Oh, and a drink. Ben is so desperate for a drink I can only assume school hasn’t paid any water rates since the last century.
So a snack. I’ve long ago forsaken chocolate: if the fruit in the supermarket looks like it hasn’t spent more than two years being artificially ripened in a warehouse that’s good enough for me. And look, grapes are on two for three quid. He’ll absolutely demolish one on the way home and the second won’t survive the evening. Now water: how much are those big bottles of water? 52p this week.
As I walk back to the car I idly do some mental arithmetic.
And then I stop. Because I realise the answer will be terrifying. Utterly and completely terrifying.
But the question has been nagging away at me all week. I have to know the answer.
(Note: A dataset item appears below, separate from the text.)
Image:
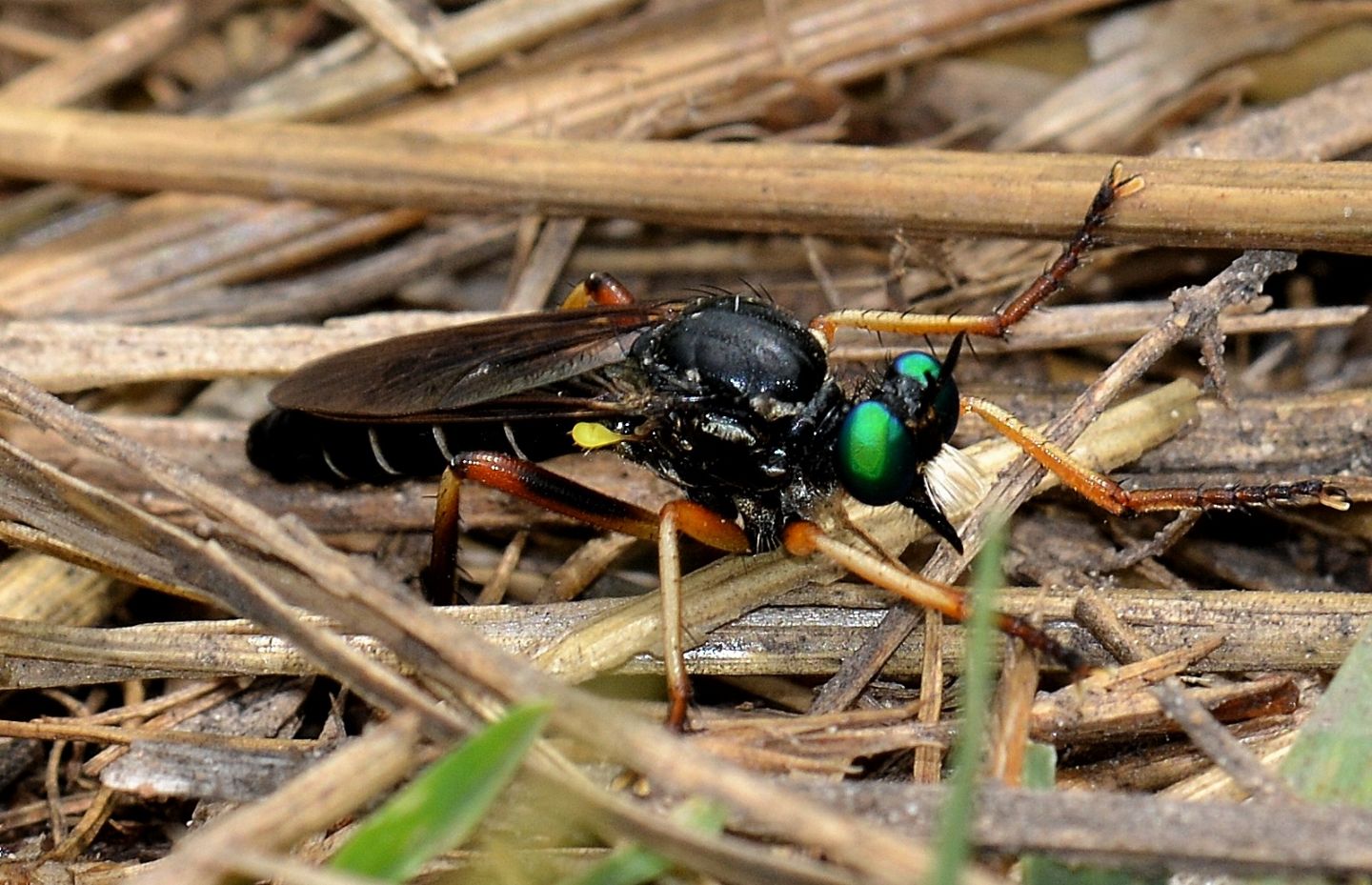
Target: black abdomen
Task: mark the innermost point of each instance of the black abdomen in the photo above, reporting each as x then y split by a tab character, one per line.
295	446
Even though I may shortly be on the floor. Weeping. Rocking gently to and fro in the foetal position…
The question is simple. How much money have I spent on snacks and drinks collecting my children from school?
I swear I don’t know. I’m going to work it out now. In real time. You’ll see the horror story unfolding in front of you.
Tom and Jessica. Ages five to 18. Thirteen years at school. Knock a year off for each as I’m sure they didn’t get anything when they were only five. So that’s two lots of twelve years: 24 years.
Ben. Currently 15. Let’s say he started at age six as well (although I’m sure my wife would tell me otherwise). Add nine years. So that’s a grand total of 33 years.
How many weeks in a school year? I’m trying to do this in my head – so no Google.
Let’s say, 36. Therefore my children have been at school for a total of 1,188 weeks.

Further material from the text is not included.